PAYSON, Utah – Pressed next to the foothills east of Payson are about 600 acres of peaches, apples, and tart cherries grown by Allred Orchards. Now being managed by the fifth generation of fruit farmers, the family carries the tradition that has guided their farm for many years – Living to Farm, Farming to Live.

While the farm now sits in the southern end of Utah County, which now has the lion’s share of fruit grown in Utah, the original farm Rey Allred grew up on was established in 1926 off University Avenue in Provo. Now full of apartment complexes, businesses, and within the shadows of Brigham Young University’s LaVell Edwards football stadium, only the original barn built in 1893 remains and serves as the family’s retail outlet.

The parking lot where the football stadium now sits once held a productive pear orchard that Rey would work in his youth.

“I couldn’t play football in high school because we had all these pears to harvest,” said the late Rey Allred in an interview on Utah Valley orchards for Brigham Young University’s library in 2001 by Randy Astle. “That was the only thing that I didn’t like about the fruit business, missing out on high school football!

After completing his horticulture degree from Brigham Young University in 1957, Rey and his wife Mary Carol bought farm ground in Payson and worked both locations while the young trees in the new farm grew into maturity. Rey was anxious to begin farming in the new location because the trees in Provo were beginning to show their age in diminished production, but also because University expansion was imminent.  

As land available to farming was disappearing in Provo, the family farm expanded in Payson and grew to include land further west in Payson near West Mountain and also in Genola. As the size of the farm was expanding, so was Rey’s family, which grew to include five children. The oldest two, Becky and Debbie are still involved in the farm today and have children working and managing the farm.

The family continues to grow tart cherries, apples, peaches, nectarines, and more on the farm in Payson. They sell their produce, along with dried cherries and apple juice, at their store in Provo, as well as to grocery stores.

 

Loving the farm

Talking with the adult Allred children now, you can easily feel the love they have for the farm and the tradition they are proud to carry forward. But it wasn’t always that way. In what is probably typically youthful attitudes, three of Rey’s children – Debbie, Becky, and Brian – actually hated working on the farm and wanted nothing to do with it.

“Becky and I just hated it!” Debbie Cloward, Rey’s daughter shared. “But looking back now, I can see the value of it. I see how much my parents loved the farm and the lifestyle that came with it, and we came to love it too. It’s now having the same effect on our kids.”

Blake Ellsworth (left) grandson of Rey Allred and his son Bryson help sell fruit at the farm stand in Provo.

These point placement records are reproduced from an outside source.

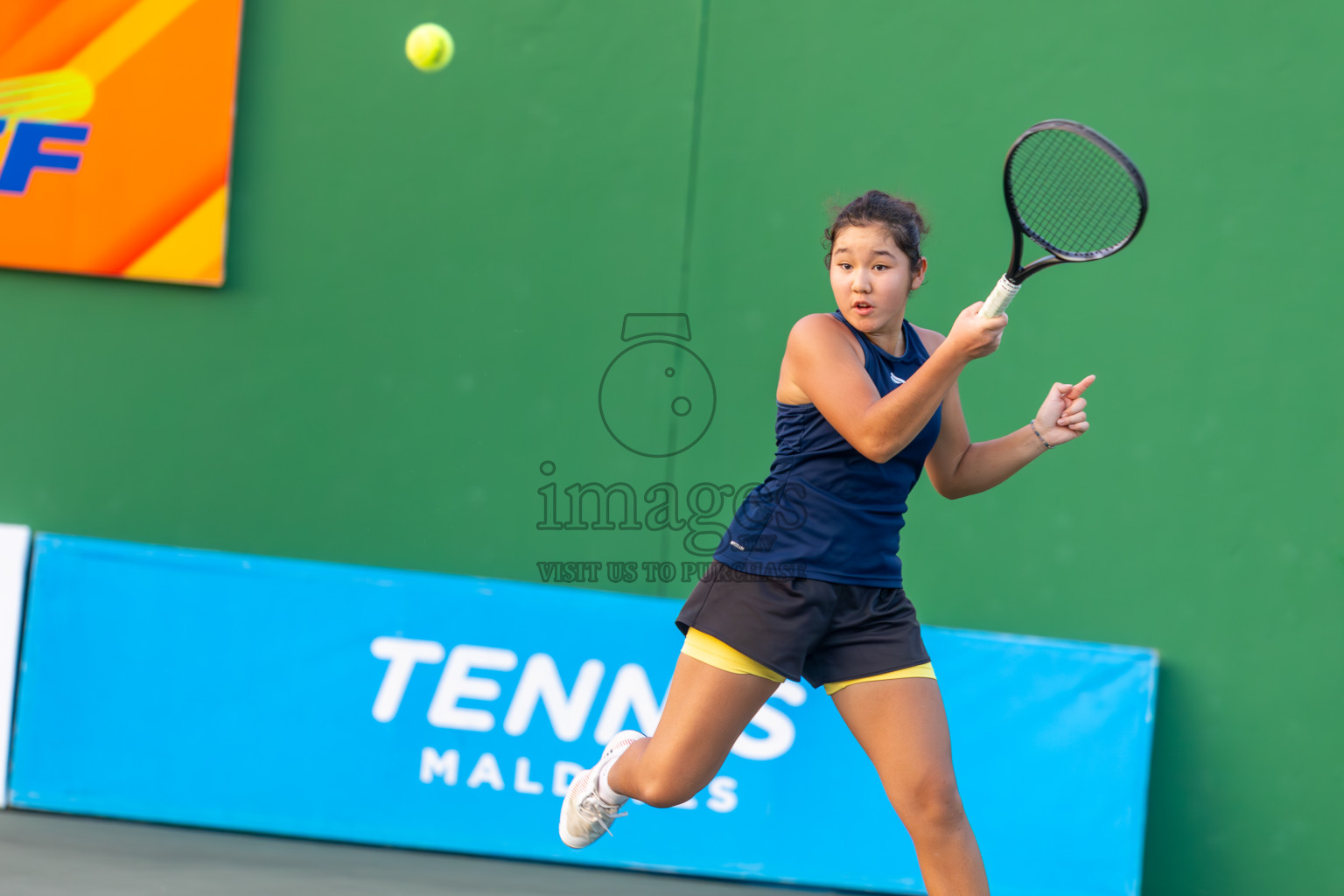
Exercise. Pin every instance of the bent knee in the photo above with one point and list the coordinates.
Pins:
(933, 803)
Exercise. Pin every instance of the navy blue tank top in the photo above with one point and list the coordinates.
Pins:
(825, 511)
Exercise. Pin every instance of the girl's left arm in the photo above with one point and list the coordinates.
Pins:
(958, 466)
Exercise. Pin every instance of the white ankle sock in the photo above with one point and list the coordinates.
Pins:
(604, 788)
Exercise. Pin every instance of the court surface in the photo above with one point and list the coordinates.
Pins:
(46, 855)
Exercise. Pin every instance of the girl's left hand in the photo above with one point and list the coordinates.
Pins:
(1062, 416)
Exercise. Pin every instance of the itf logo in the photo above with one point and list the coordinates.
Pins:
(32, 110)
(656, 398)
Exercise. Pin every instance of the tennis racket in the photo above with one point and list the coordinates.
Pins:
(1074, 193)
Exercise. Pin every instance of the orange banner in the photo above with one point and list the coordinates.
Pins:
(116, 128)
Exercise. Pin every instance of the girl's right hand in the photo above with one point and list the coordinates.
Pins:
(973, 336)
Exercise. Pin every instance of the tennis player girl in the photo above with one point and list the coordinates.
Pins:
(865, 401)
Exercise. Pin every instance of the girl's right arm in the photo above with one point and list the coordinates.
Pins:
(824, 366)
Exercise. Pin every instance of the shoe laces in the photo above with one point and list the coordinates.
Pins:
(594, 810)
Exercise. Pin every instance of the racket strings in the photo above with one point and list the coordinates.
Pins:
(1070, 195)
(1080, 213)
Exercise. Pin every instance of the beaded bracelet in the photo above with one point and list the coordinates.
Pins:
(1032, 424)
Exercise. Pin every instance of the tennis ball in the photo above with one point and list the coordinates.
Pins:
(429, 47)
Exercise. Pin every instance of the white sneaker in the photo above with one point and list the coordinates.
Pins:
(584, 815)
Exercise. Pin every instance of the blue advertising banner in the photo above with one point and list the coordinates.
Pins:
(451, 712)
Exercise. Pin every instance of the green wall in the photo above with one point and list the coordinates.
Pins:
(428, 278)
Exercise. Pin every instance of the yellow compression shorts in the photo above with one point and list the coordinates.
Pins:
(709, 649)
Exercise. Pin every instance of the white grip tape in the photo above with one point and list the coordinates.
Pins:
(998, 301)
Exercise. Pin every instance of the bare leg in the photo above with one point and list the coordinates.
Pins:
(902, 727)
(706, 710)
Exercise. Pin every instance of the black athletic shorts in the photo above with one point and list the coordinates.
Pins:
(824, 632)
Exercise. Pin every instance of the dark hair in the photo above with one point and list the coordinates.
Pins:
(900, 216)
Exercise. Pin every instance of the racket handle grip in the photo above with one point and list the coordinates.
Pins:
(998, 301)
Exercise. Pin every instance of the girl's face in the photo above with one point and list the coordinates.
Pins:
(872, 278)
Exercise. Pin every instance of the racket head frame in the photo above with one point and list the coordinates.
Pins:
(1016, 273)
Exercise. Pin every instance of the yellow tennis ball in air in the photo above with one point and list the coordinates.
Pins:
(429, 47)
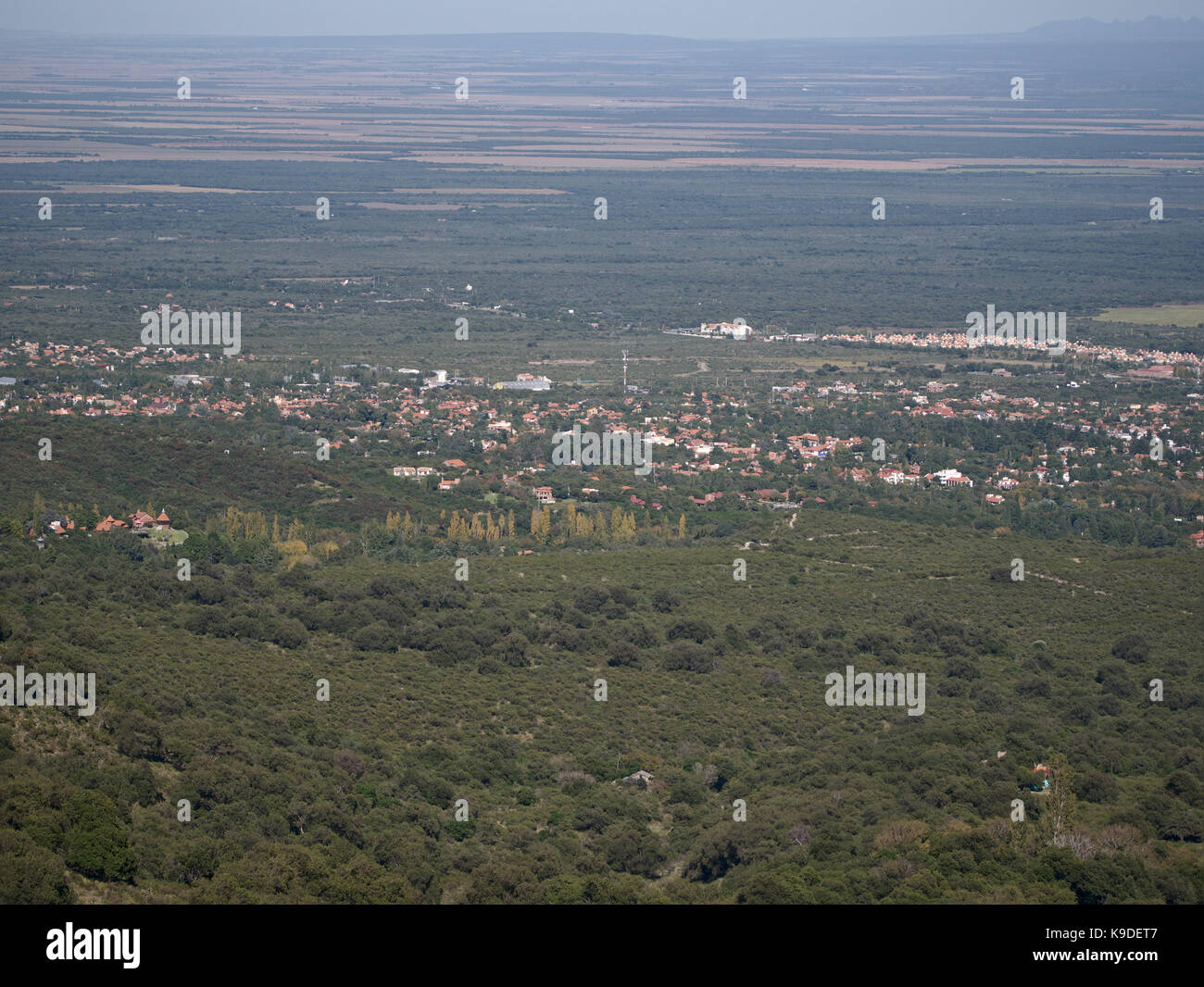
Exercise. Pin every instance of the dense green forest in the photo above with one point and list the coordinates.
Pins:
(483, 690)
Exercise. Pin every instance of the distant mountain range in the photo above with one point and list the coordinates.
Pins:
(1091, 29)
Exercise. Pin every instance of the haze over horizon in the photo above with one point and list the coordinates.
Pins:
(703, 19)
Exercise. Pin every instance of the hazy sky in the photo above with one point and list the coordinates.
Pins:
(684, 19)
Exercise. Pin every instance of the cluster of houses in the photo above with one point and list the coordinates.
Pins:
(139, 521)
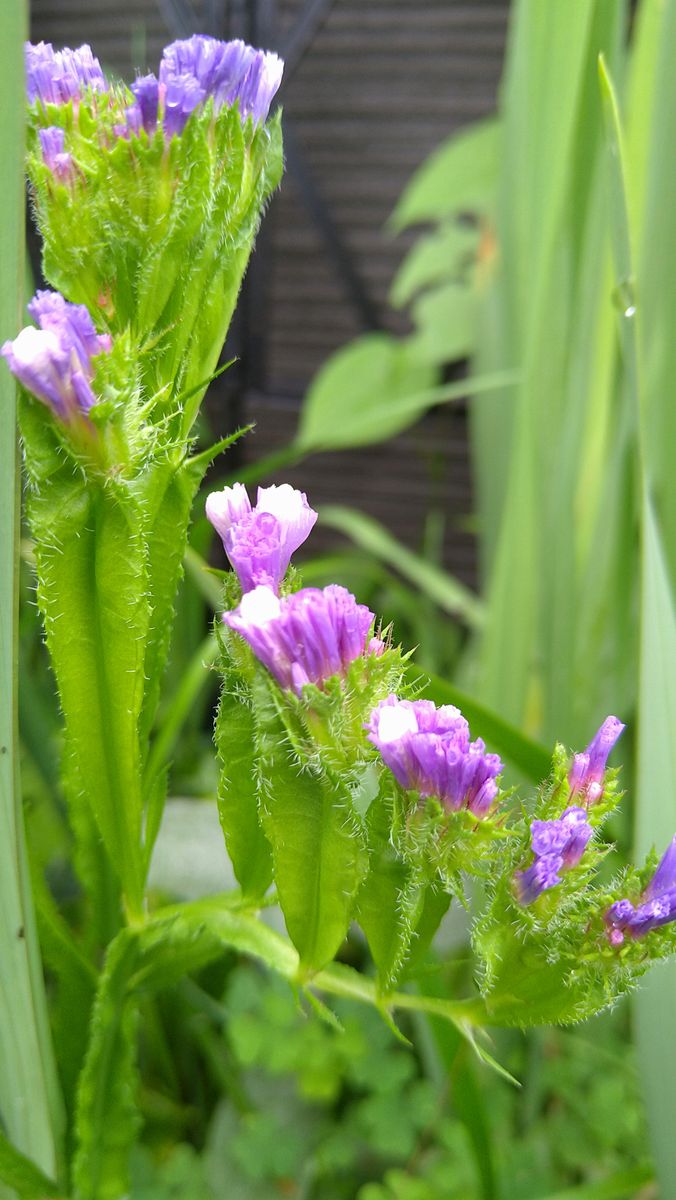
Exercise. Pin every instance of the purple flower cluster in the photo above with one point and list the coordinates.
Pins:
(657, 906)
(54, 361)
(587, 771)
(53, 145)
(259, 541)
(428, 750)
(54, 77)
(199, 67)
(305, 637)
(557, 846)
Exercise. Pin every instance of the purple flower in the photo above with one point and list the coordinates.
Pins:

Other experiences the family learned from help put a proper perspective on life and the challenges that come from growing food. Chief among them was the experience of another fruit farmer in Mapleton that had recently purchased equipment to help warm orchards against the threat of frost. Having misjudged what was needed to run the equipment properly and having lost fruit to an extreme spring frost, the farmer entered his home, had a heart attack, and died from stress.

“I determined it was never going to stress me out that much,” Allred said. “We’ve had our share of the problems that fruit growers have with frost and hail… but those things have to me, become much less important.”

“My dad didn’t worry too much about things he had no control of,” Debbie said. “His mantra on it was, ‘We’ll do better next year.’ He didn’t let those things he couldn’t control affect his mood. I would be sick to my stomach and he would say it was going to be alright.”

 

Working with family

Even with the great perspective working on the farm brought, the Allred family is like many other families that work together. At times, it could get heated.

“It’s not the same as a family reunion where you put your arms around everybody and say, ‘It’s nice to see you, see you again next year,’” Allred said. “We’re out there yelling at each other; mothers cussing at their kids, screaming because their kids won’t listen to them. I’d yell at the mothers and say, ‘You! Why can’t you control that kid? Make him do what I want him to do?’ [The mothers would respond] ‘You’re his grandpa, you tell him! He won’t listen to me!’ We [had] our share of that.” 

Despite the typical challenges that come in working with family, Rey passed a legacy of loving the farm to his children and grandchildren.

The late Rey Allred (right) with his daughter Becky (Allred) Ellsworth in the orchards in Payson.

“He truly loved working on the farm. It wasn’t really working to him, it was his joy,” Debbie said. “He taught each of us to treat our portion of this earth well and to find joy in working on the farm. I fear that as we lose family farms, that we lose some of the lessons that came from working together on the farm as well.”

While the fruit grown by the Allred family has a reputation for being top quality, the lessons learned from experience on the farm may be its true lasting legacy.

Specific product information and harvest schedules for Allred Orchards can be found at allredorchards.com.